I wonder what median word count by section name article was published in would look like
(word_count_section <- sus_df %>%
group_by(section_name) %>%
summarise(count = n(),
median_word_count = round(median(word_count)),
mean_word_count = round(mean(word_count))) %>%
arrange(desc(count)))
## # A tibble: 30 × 4
## section_name count median_word_count mean_word_count
## <chr> <int> <dbl> <dbl>
## 1 Business Day 114 1452 1456
## 2 Climate 100 1174 1175
## 3 Opinion 83 1294 1588
## 4 U.S. 61 1141 1135
## 5 World 50 1310 1401
## 6 Briefing 44 1326 1368
## 7 Style 17 926 1007
## 8 Arts 15 1227 1459
## 9 The Learning Network 15 1487 2160
## 10 Magazine 14 4348 4456
## # … with 20 more rows
word_count_section %>%
slice_max(count, n = 10 ) %>%
ggplot(aes(reorder(section_name, median_word_count), median_word_count, fill = median_word_count)) +
geom_bar(stat = "identity") +
coord_flip() +
scale_fill_gradient2(high = scales::muted("blue"), mid = scales::muted("red")) +
labs(x = "", y = "Median word count", title = "Median word count by Section Name (Top 10)") +
theme(legend.position = "none") +
geom_text(aes(label = median_word_count,
hjust = 1.2),
color = "#ffffff")
Looks like using the NYT API could be very useful for future data collection.
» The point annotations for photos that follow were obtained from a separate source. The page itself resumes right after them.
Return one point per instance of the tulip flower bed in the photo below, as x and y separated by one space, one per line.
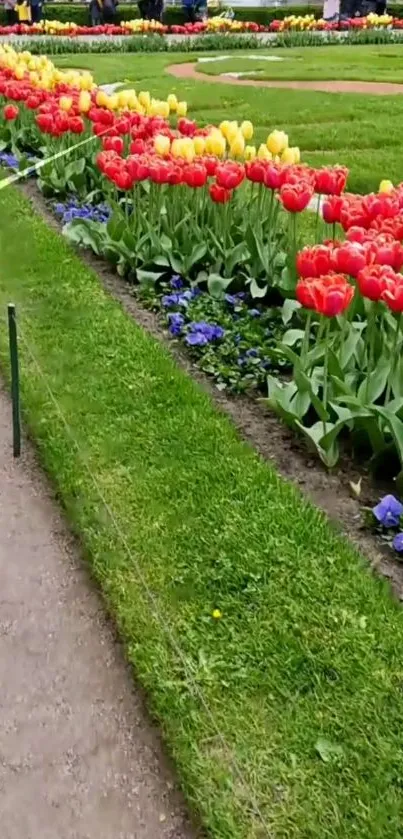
175 197
219 24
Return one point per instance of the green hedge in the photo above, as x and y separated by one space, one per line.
79 13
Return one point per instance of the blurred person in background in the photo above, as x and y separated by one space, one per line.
9 8
36 10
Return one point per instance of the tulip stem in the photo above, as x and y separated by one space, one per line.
371 346
394 357
305 340
325 371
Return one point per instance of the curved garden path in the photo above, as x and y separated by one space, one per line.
188 71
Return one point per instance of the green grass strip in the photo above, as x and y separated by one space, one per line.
303 674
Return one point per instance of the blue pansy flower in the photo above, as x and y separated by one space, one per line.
176 321
398 543
196 339
388 511
169 300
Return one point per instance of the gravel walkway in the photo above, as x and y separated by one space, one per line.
79 758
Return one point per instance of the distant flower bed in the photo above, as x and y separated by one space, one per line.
207 224
219 24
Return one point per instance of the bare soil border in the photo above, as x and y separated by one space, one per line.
255 423
188 71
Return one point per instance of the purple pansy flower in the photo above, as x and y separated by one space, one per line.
169 300
388 511
196 339
176 321
398 543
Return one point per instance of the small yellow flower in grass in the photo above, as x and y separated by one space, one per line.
247 129
277 141
182 109
386 186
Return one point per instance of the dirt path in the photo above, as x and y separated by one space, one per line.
188 71
79 758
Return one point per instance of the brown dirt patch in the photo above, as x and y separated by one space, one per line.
188 71
80 758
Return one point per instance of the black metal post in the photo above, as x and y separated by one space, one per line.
15 379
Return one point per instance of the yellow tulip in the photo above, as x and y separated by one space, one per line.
277 141
162 144
65 103
386 186
182 109
237 146
247 129
263 153
215 143
176 147
172 102
231 132
113 102
84 102
199 145
250 152
163 109
102 99
132 101
144 99
291 155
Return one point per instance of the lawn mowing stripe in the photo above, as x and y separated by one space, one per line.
309 645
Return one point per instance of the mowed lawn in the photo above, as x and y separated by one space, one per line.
363 132
284 714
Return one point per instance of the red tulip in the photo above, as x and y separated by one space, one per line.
76 125
115 144
10 112
393 294
331 209
255 171
385 250
230 174
372 281
332 294
273 176
349 258
296 197
314 262
304 292
219 194
384 205
195 175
For 2021 at least, articles containing key words climate change and sustainability were most prevalent in October. Would be interesting to see when they were most published over a series of years. Also, articles published are most prevalent in the Business section, even more then the Climate section. However, a full analysis would need to account for the very real possibility that the Business section publishes more articles overall then the climate section, and would therefore have more opportunity to publish articles with these key words. Articles have an average of 1500 words, and Podcasts and Magazine have by far the highest median word count. Would be interesting to build some word clouds with facet mapping to compare most popular words by section name.